In recent months, the issue of streaming video has been at the forefront of the web community’s conscience. This is due to the huge growth of sites like YouTube, which Google recently acquired for $1.65 billion, and the new phenomenon of clip-sharing and disposable video. YouTube recently rose to notoriety in Ireland when footage of a girl being attacked in Ballymun was posted on the site. The clip was subsequently removed when the victim’s father made an appeal on the Joe Duffy radio show.
These sites have given a creative and publishing platform to the user, but have also created a new range of usability and accessibility concerns for developers. In this article we will discuss the origins and evolution of streaming video, the growth of the Flash format and the accessibility issues that need to be considered if you choose to integrate streaming video into your site.
The early days
With the advent of high speed connections in the late nineties, web developers began offering streaming video clips on their sites. Streaming video offered developers a means to offer media files, e-learning and online training. However it also broke away from the best practices of web development and created new usability difficulties for users. These included:
- Multiple programs & plug-ins
- In the early days of streaming video, there was no industry-standard platform. Developers had to choose whether to offer their content with Apple Quicktime, Realplayer or Windows Media Player. The obvious consequence of this was the need to ensure that you had these three players installed and updated with the latest codecs.
- “Buffering…”
- Programs would often communicate poorly with the internet connection meaning that the clip would never play because the program was never set up properly. Similarly, compression techniques had not reached the standards they possess nowadays, so download times were long.
- User Experience
- Developers would often be forced to have their streaming media play in a separate window, or worse still, have it launch in an external application. Often the user would then have to make a bandwidth selection (100 k or 300 k), or become a member of the site. These all combined to create a very disjointed user experience.
The arrival of Flash Video
In 2002, Macromedia released Flash Player 6. One of the major new features was the inclusion of the Sorenson video codec which encoded .flv (Flash video) files. The .flv format was slow in its initial growth but over the next 2-3 years grew to become the market leader. Tom Green writes:
“QuickTime, Windows Media, and Real essentially lost the market when they got blind-sided by the growth of the web, fast internet connections, and, in many respects, the Standards Movement.”
In other words, as developers gained more options on how to implement their video content, developers realised they now had the opportunity to embed and integrate their video into their page and present content around it. This created a much more fluid user experience. Users viewing video no longer had to deal with the traditional annoyances that plagued online video such as Quicktime’s “upgrade to pro”, WMP’s “searching for codec” or Real Player’s “network error”.
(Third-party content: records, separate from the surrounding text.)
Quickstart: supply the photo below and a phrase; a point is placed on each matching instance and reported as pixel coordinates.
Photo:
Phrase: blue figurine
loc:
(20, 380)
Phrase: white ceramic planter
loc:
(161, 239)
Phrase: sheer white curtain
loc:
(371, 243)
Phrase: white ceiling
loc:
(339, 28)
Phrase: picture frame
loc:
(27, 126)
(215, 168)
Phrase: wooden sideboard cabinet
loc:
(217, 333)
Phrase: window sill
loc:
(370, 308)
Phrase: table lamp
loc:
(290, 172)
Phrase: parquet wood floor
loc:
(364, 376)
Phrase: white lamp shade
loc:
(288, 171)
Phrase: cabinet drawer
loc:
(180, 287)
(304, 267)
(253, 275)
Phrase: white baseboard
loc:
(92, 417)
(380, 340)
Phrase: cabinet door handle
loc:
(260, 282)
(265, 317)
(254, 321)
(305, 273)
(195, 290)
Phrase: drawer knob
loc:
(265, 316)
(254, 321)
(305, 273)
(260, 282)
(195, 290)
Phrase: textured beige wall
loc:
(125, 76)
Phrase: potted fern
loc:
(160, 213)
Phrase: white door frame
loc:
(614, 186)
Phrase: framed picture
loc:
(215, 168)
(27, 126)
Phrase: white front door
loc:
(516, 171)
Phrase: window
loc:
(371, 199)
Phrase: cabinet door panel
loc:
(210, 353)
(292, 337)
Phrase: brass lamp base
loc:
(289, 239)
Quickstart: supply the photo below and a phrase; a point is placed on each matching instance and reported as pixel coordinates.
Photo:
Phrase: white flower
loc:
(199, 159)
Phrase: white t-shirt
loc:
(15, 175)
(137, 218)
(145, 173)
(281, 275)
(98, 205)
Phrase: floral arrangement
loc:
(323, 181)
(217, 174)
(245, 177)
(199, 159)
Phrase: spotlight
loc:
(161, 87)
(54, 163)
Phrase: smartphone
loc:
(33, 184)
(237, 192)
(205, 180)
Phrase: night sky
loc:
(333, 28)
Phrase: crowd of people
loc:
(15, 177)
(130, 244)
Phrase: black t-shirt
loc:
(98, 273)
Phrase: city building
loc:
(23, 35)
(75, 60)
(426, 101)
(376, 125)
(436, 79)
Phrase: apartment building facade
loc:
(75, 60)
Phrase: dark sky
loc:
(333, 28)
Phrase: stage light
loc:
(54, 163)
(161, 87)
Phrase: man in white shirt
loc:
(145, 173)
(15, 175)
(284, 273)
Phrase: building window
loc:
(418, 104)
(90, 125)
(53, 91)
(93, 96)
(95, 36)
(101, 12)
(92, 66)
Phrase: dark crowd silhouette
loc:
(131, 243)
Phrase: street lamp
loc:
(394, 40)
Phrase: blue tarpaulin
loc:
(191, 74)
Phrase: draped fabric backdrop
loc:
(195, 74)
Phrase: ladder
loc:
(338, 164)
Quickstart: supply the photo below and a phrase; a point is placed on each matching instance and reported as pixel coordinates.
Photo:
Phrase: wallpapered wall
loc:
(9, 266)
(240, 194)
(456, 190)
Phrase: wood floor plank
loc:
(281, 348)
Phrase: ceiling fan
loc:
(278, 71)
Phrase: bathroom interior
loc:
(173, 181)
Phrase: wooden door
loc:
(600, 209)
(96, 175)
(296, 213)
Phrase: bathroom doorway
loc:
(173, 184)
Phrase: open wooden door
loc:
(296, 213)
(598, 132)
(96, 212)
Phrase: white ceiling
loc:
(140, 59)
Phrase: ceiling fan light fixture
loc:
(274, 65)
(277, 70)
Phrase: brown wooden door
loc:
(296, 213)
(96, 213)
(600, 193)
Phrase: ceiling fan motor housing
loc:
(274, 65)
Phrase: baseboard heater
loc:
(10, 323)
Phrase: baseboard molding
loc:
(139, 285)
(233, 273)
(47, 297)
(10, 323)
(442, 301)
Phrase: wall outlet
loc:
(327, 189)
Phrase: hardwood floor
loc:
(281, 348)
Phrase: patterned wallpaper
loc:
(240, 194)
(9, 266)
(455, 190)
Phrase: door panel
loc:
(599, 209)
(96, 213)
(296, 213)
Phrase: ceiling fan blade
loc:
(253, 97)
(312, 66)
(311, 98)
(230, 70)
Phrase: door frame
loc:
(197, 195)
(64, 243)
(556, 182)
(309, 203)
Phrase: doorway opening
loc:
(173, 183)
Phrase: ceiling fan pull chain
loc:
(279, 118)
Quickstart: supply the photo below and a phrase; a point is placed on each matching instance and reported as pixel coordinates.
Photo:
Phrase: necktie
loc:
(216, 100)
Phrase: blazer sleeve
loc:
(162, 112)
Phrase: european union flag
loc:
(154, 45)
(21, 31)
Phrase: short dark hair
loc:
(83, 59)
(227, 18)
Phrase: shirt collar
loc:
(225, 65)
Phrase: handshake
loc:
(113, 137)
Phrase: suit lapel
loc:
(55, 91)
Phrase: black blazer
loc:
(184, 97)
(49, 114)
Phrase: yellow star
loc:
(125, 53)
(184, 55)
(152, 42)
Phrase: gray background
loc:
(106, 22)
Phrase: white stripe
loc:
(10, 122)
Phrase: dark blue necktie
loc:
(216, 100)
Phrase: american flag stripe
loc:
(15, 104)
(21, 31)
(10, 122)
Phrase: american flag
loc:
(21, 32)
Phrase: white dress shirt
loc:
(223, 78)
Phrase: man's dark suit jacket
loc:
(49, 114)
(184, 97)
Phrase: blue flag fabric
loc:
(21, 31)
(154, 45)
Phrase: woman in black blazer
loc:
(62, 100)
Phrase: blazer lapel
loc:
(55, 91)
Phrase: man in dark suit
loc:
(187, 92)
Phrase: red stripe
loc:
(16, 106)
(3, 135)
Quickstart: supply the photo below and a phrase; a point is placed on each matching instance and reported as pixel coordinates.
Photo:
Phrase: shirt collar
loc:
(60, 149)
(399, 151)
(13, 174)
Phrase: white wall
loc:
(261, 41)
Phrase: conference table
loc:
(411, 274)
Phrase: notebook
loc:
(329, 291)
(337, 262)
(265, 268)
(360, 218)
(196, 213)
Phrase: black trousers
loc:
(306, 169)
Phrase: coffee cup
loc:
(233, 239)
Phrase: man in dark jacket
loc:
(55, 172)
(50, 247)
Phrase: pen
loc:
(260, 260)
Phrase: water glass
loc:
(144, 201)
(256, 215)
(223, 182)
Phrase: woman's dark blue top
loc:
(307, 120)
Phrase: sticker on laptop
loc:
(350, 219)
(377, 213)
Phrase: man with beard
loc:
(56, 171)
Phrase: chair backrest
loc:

Because Flash is primarily an authoring tool, it allows developers to develop their own interfaces and features, instead of being constrained to simply uploading a video stream file and then hoping the media player plug-in would play it properly. An example of an added feature enabled by Flash would be YouTube’s “related clips” that appears at the end of each of their clips.
Popularisation
The proliferation of Flash video around the web was driven in part by the huge popularity of social networking sites like MySpace and YouTube. These sites need customisable, rich content that loads quickly and without fuss or effort. The fact that streaming Flash video can be played on 96.0% of all computers without an extra download gives the format an added advantage.
At present you will find most of the major news and media sites are using streaming Flash video effectively. YouTube, MySpace, CNET and the NY Times are all well-known promoters of the format. Unfortunately many major news sites such as BBC and CNN spent years building up a database of video playable in Real Player or Windows Media Player, and so the transition to Flash will prove more difficult for them.
Accessibility concerns
Because you’re dealing with video content which stimulates the visual and aural senses, you’re automatically going to alienate some users with hearing and sight impairments. However, it is possible to compensate for this by following a few simple guidelines:
- All Flash video players should have an option to enable closed captioning or subtitling. This is because it’s an unfair presumption that all users will have the ability to listen to your audio track. This failure may be due to hardware problems or the user being hearing impaired.
- Often the primary message or content of your page is contained in your video, so it is essential to provide adequate descriptions for the video during the authoring process. This should tell a user with a screen-reader or mobile device what is being conveyed in the video.
- It is important to keep the interface and layout simple. Because Flash players can be designed by developers however they wish, it’s important to follow the best practice model and implement a simple interface with a well integrated play/pause button, timeline, closed captioning, full screen and volume controls.
Conclusion
Streaming video is no longer the major problem for user-conscious developers it was 4 or 5 years ago. While no one will try to argue that its use is user-friendly to everyone, there have been considerable advances made in recent years that allow developers to use the technology to compensate for users with access problems. By using an integrated part of the browser like the Flash plug-in, developers can take advantage of its market saturation and accessibility features to create a more fluid, integrated browsing experience for all.